Jedem das Seine

Als ich nach mei­nem Ableben end­lich in der Hölle ankam, trau­te ich mei­nen Augen nicht. Man beschrieb mir die Hölle als Ort der Folter, des Schmerzes und vor allem des Feuers.
Doch nichts dergleichen.
Es war hell und ange­nehm warm. Es duf­te­te frisch. Die „Bewohner” lüm­mel­ten sich auf grü­nen Wiesen, schwam­men nackt in kla­ren Seen, spiel­ten ver­gnügt, lab­ten sich an feins­ten Speisen und Getränken und freu­ten sich des Todes.
Der Dämon, der mich an der Höllenpforte emp­fan­gen hat­te, sah mei­ne Verwunderung, für den dies wahr­schein­lich nichts Neues war und deu­te­te mir an zu folgen.
Verstört und ver­zückt zugleich, ob der fröh­li­chen Menschen tat ich, wie mir geheis­sen war und die Kreatur des Teufels trat vor eine schwe­re Holztür.
Mit der Geste eines Showmasters, der einem den Hauptgewinn prä­sen­tiert, öff­ne­te er die Tür.
Ich wich unwill­kür­lich einen Schritt zurück, als ich erblick­te, was die Tür zuvor verbarg.
Ja. Genau, dies war, was ich mir unter der Hölle vor­ge­stellt hatte.

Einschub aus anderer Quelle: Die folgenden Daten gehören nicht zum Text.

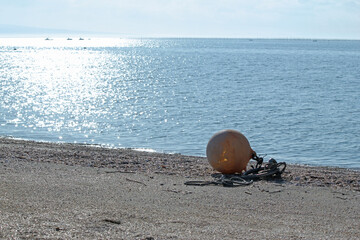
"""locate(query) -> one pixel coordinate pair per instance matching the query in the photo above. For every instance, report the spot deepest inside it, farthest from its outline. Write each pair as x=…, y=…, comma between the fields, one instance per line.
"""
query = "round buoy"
x=229, y=152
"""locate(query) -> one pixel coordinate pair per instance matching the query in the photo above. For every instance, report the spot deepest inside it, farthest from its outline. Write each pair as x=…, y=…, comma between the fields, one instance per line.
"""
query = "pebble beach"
x=66, y=191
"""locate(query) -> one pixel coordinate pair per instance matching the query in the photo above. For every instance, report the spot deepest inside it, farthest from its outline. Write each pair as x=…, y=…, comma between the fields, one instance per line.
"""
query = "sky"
x=328, y=19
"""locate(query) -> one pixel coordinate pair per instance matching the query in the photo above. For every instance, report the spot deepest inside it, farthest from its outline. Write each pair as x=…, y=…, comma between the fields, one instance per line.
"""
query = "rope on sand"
x=269, y=170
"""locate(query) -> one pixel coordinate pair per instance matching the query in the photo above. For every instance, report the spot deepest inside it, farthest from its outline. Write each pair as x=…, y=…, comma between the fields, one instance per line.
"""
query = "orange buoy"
x=229, y=152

Dunkelheit, ledig­lich erhellt von hei­ßen Lavaquellen und ‑tüm­peln in denen Menschen vor Pein mar­kerschüt­ternd kreisch­ten. Folterung und Schmerz. Es war ein grau­en­vol­ler Kontrast zu dem hel­len freund­li­chen Ort, der mir zuerst gezeigt wurde.
Panik stieg in mir hoch. Sollte ich wohl doch hier­her gebracht werden?
Der Dämon schien mei­ne Angst zu spü­ren und er leg­te mir die Hand auf die Schulter.
Ich zuck­te zusam­men, doch bemerk­te ich, dass der Druck der Pranke mil­de war. Fast freundschaftlich.
Stumm zeig­te er auf die bedau­erns­wer­ten Kreaturen, sodass ich gewahr wur­de, wie die­se Seelen geklei­det waren.
Es waren Priester, Nonnen und Mönche.
Mein Verwirrung wuchs ins Unermeßliche und ich ver­such­te eine Frage zu for­mu­lie­ren, doch der Dämon kam mir mit der Antwort zuvor, so als ob er die­se bereits mil­lio­nen­fach gespro­chen hätte.

Das sind die Katholiken. Die wol­len das so.”